My main question is: what exactly is the pattern in this statement? I'm probably going to remove this line to parse the whole statement, but I wanted to understand why the original coders are doing this.
I've been through the lua pattern matching manual but I'm still confused on capturing output with %<some_number>
. Why doesn't %1
or %3
work?
Two relevant stackoverflow questions I found: Q1, Q2. A deeper explanation would be appreciated.
Also, currently I can't recover the timeout value (5th word in line1 3598
) or the connection state (ESTABLISHED
, [ASSURED]
) with the code I have provided here. I'm still a beginner at lua and hope to crack this soon.
*NOTE: This parser is my fixed version of the one available in the luci sys module on openwrt routers. See original luci.sys sourcecode for details.
While working with on attitude adjustment 12.09, I noticed that their net.conntrack() isn't working due to a failure in parsing the object to a proper JSON format. The relevant function using this pattern is given in the sys.lua file, called function conntrack(callback) and internal function _parse_mixed_record(cnt, delimiter). My router used luci-0.11 and lua 5.1.4.
That pattern was designed to keep only the forward part of each line. Here's how it does that. The second parenthesis, ( [^ =]+=)
, captures the first substring of the form " stuff="
. Then the %2
at the end of the pattern will only match if that same, string, " stuff="

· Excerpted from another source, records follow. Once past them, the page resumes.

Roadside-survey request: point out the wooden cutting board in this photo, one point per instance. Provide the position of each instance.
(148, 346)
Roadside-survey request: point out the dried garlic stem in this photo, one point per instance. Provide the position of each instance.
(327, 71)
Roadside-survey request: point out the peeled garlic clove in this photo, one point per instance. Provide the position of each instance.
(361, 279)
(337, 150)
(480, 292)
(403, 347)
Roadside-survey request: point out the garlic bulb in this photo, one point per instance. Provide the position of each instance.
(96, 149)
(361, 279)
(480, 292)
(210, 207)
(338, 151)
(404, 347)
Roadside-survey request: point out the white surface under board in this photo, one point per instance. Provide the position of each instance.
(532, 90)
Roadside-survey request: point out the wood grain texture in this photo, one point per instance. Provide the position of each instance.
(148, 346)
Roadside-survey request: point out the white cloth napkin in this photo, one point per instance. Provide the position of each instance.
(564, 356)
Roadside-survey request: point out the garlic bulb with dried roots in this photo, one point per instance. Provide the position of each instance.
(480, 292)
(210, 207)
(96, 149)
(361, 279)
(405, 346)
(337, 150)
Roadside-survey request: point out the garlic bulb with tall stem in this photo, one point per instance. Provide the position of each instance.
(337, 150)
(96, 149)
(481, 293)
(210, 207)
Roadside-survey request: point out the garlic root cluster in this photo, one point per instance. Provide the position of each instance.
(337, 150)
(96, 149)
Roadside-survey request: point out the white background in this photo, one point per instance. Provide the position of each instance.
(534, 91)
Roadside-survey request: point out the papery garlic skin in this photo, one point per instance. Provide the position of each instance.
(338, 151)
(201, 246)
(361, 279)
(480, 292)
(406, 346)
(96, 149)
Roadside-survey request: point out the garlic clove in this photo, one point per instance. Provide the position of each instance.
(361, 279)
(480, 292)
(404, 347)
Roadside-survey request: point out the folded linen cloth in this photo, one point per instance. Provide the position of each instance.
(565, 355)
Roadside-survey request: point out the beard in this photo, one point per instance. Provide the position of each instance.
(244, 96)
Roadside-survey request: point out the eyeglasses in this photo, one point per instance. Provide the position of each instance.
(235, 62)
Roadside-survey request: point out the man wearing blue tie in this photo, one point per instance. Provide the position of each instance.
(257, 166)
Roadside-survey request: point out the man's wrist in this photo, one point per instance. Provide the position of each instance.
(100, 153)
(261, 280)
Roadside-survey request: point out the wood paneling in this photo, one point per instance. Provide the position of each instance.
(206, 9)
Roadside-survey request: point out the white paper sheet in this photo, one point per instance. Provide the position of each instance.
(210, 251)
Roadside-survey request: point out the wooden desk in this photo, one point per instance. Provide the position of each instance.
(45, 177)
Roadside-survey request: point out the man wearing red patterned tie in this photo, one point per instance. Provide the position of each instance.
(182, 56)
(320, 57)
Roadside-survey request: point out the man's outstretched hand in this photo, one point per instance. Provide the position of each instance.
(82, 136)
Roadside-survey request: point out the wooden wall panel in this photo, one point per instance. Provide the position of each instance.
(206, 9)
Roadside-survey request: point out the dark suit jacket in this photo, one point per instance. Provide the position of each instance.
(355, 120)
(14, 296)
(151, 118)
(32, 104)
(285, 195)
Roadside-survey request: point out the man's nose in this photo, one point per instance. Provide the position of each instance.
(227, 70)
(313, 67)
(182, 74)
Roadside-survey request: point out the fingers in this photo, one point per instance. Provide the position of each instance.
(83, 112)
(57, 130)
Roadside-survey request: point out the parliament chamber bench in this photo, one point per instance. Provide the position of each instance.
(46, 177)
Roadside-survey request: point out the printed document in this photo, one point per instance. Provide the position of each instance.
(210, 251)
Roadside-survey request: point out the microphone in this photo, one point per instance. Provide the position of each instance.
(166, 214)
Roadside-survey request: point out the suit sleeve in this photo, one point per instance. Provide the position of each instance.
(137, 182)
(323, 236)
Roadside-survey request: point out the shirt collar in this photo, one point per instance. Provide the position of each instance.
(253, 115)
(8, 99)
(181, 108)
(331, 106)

appears again. So on a line like
ipv4 2 tcp 6 3598 ESTABLISHED src=192.168.1.117 dst=137.194.2.78 sport=59078 dport=80 packets=4 bytes=298 src=137.194.2.78 dst=132.227.127.212 sport=80 dport=59078 packets=3 bytes=567 [ASSURED] mark=0 use=2
the second capture will be " src="
, so the first capture, which is what is assigned to line
, will be the whole initial portion of the line until just before the second time src=
appears, that is, this initial part:
ipv4 2 tcp 6 3598 ESTABLISHED src=192.168.1.117 dst=137.194.2.78 sport=59078 dport=80 packets=4 bytes=298
If you wanted to get the second half too, and assign it to a different variable, you could replace the line = ...
statement with
line1, _, line2 = line:match("^(.-( [^ =]+=).-)(%2.*)$")
This would assign to line1 the first half of the line (as was previosly assigned to line), and to line2, the remainder, sarting from the second occurence of " src="
. For the example line above, you'd get
line1 = "ipv4 2 tcp 6 3598 ESTABLISHED src=192.168.1.117 dst=137.194.2.78 sport=59078 dport=80 packets=4 bytes=298"
line2 = " src=137.194.2.78 dst=132.227.127.212 sport=80 dport=59078 packets=3 bytes=567 [ASSURED] mark=0 use=2"
Note: The _
in between line1
and line2
is there to catch the second capture (which here is the string " src="
), remember that match returns all captures, in order, whether you want them or not.